La struttura delle catacombe

Furono così scavati chilometri e chilometri di gallerie su più livelli: su entrambe le pareti di questi ambulacra furono aperte pilae di loculi, all’interno dei quali potevano essere inumati uno o più cadaveri, avvolti in lenzuoli e accompagnati da piccoli oggetti. Una volta deposti, il loculo veniva chiuso con calce e mattoni o con lastre di marmo, spesso incise con il nome del defunto o con altre frasi inerenti la propria fede.

 

 

 

I simboli “segreti” delle catacombe

Oltre alle iscrizioni – come ad esempio l’augurio di “riposare in pace” – vi erano disegnati anche numerosi simboli (come il pesce, l’ancora, la colomba, il pavone, la fenice, il cristogramma e molti altri), che avevano lo scopo di dichiarare l’appartenenza al Cristianesimo, senza far trapelare al di fuori i segreti del culto e della liturgia. Era infatti il Cristianesimo al tempo, non solo una religione minoritaria e guardata con sospetto dalla maggioranza dei pagani, ma anche una religione misterica e in quanto tale aperta solo agli iniziati.

 

 

 

L’iconografia e l’arte delle catacombe

All’interno delle catacombe inoltre è ancora oggi possibile ritrovare le tracce della prima arte cristiana, che deve ovviamente molto all’iconografia e allo stile romano del tempo, distanziandosi però per i temi rappresentati, come ad esempio le scene tratte dall’Antico e dal Nuovo Testamento.

Tutta l’iconografia all’interno delle catacombe ha un unico significato: la salvezza eterna per mezzo di Cristo. Questo chiarisce anche l’importanza delle figure della Vergine Maria, considerata intermediaria fondamentale per l’umanità, ma anche dei primi santi martiri, come Pietro, Paolo e molti altri, che proprio in queste gallerie sotterranee furono sepolti secondo la tradizione.

 

 

 

Il culto per i martiri

E il culto per i martiri (la parole martire significa “testimone”) fu il motore principale dei pellegrinaggi alle catacombe dei primi secoli del Medioevo, quando migliaia di persone da tutta Europa – e non solo – giungevano qui per pregare le sante reliquie: questo rese indispensabile costruire sopra i cimiteri una serie di edifici, atti ad ospitare non solo le pratiche del culto verso i morti (come ad esempio il refrigerium o banchetto sacro), ma anche per accogliere le preghiere e gli ex voto di tutti i credenti.

 

 

La pratica del pellegrinaggio perdurò fino almeno all’VIII-IX secolo, quando si decise, per motivi di sicurezza, di portare i resti dei martiri nelle chiese all’interno della città. Fu così che per molti secoli le catacombe caddero nell’oblio, fino alle prime riscoperte, datate tra il XVI e XVII secolo.

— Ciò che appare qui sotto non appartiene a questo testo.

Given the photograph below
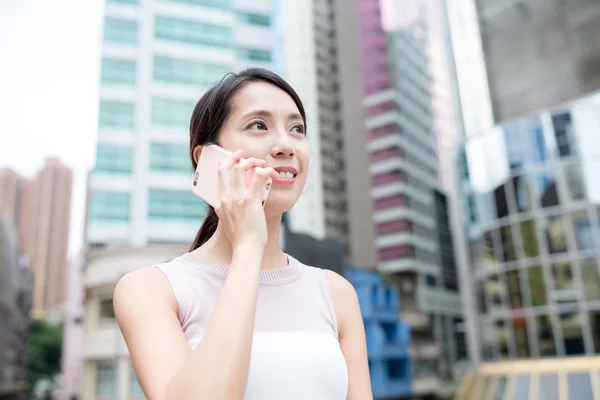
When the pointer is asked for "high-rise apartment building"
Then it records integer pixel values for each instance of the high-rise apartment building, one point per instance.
(535, 233)
(539, 54)
(529, 197)
(158, 57)
(40, 209)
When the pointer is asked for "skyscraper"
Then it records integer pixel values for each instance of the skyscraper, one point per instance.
(528, 44)
(409, 110)
(49, 237)
(158, 57)
(40, 209)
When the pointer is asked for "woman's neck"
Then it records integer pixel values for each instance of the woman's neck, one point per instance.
(217, 250)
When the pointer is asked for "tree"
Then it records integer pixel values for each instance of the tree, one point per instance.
(45, 351)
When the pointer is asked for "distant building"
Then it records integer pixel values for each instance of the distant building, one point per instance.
(532, 216)
(539, 54)
(15, 304)
(40, 210)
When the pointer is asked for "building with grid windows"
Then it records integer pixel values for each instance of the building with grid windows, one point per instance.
(158, 57)
(532, 211)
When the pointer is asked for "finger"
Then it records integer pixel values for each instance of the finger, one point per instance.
(225, 167)
(241, 171)
(261, 177)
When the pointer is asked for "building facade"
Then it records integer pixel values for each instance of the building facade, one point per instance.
(410, 205)
(15, 305)
(532, 208)
(530, 43)
(158, 57)
(40, 209)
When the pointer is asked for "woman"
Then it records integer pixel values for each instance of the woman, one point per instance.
(236, 317)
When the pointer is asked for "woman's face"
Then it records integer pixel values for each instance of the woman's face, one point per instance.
(265, 123)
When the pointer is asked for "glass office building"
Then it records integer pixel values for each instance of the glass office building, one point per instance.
(532, 211)
(158, 57)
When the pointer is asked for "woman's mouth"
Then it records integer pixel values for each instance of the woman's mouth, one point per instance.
(287, 175)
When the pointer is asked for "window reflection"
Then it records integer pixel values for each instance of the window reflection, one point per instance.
(500, 200)
(531, 246)
(583, 230)
(537, 286)
(590, 277)
(514, 289)
(580, 386)
(524, 140)
(563, 134)
(563, 276)
(499, 395)
(494, 289)
(485, 207)
(545, 336)
(502, 337)
(546, 190)
(488, 250)
(573, 337)
(523, 192)
(575, 183)
(594, 316)
(555, 234)
(548, 387)
(508, 248)
(521, 338)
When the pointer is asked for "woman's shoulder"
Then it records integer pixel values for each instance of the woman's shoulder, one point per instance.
(341, 289)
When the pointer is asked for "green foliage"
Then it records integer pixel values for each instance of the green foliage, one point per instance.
(45, 351)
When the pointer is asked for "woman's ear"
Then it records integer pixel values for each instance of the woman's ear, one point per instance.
(196, 153)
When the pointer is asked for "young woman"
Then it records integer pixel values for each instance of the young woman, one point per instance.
(236, 317)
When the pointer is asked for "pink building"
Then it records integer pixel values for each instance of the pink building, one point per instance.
(407, 77)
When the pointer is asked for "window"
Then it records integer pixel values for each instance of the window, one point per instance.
(556, 235)
(590, 276)
(255, 55)
(223, 4)
(135, 388)
(254, 19)
(537, 286)
(175, 206)
(113, 159)
(572, 333)
(580, 386)
(169, 158)
(187, 72)
(105, 381)
(117, 30)
(107, 312)
(171, 113)
(194, 32)
(521, 388)
(109, 207)
(116, 114)
(548, 387)
(545, 336)
(118, 72)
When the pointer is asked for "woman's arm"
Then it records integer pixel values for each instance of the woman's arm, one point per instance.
(352, 336)
(165, 365)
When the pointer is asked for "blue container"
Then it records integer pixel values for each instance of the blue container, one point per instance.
(388, 338)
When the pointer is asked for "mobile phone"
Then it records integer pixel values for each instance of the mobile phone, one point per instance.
(206, 177)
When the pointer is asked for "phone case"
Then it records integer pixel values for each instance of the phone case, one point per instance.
(206, 178)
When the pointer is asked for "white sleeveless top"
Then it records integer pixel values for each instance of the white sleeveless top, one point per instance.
(295, 354)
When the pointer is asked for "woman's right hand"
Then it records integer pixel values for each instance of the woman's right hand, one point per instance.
(240, 211)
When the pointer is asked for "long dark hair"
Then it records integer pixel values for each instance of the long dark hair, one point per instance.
(210, 113)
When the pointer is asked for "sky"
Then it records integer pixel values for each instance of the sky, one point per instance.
(50, 52)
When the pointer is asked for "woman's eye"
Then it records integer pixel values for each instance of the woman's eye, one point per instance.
(298, 129)
(257, 125)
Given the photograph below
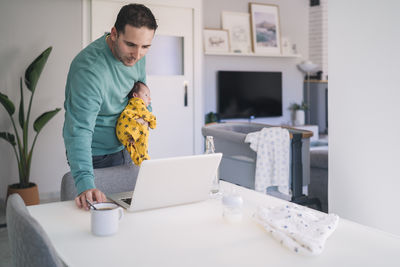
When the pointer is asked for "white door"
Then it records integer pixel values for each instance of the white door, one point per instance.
(169, 75)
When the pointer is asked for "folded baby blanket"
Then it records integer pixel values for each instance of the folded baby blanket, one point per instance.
(272, 167)
(300, 229)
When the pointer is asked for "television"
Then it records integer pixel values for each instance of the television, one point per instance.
(248, 94)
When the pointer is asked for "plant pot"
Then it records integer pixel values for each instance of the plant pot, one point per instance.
(30, 194)
(300, 117)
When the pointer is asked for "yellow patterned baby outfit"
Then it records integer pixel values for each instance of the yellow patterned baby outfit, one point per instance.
(132, 134)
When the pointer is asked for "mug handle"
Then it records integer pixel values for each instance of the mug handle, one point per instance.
(121, 213)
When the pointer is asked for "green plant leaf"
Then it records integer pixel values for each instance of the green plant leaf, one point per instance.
(8, 137)
(34, 70)
(41, 121)
(8, 105)
(21, 116)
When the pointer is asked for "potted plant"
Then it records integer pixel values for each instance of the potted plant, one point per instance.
(298, 113)
(23, 149)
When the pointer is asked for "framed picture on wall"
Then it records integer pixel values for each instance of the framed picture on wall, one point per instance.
(216, 40)
(238, 25)
(265, 28)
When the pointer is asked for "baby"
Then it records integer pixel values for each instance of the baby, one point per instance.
(133, 124)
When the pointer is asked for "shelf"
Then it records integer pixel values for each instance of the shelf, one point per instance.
(250, 55)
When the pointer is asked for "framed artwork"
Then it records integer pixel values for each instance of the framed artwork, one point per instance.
(238, 25)
(216, 40)
(265, 28)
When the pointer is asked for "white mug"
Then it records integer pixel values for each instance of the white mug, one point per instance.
(105, 218)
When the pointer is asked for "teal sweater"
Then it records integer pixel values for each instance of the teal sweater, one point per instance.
(95, 95)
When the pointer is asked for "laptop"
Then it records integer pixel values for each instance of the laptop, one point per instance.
(170, 181)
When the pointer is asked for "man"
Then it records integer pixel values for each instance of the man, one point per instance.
(99, 80)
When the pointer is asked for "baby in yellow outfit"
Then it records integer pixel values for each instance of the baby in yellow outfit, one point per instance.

Ancora oggi all’interno delle catacombe è possibile non solo percorre le gallerie sotterranee, ma anche ammirare alcuni simboli, affreschi, stucchi ed iscrizioni, così importanti per lo sviluppo della religione nei secoli successivi e per certi aspetti anche dell’intera storia dell’arte occidentale, fino ai nostri giorni.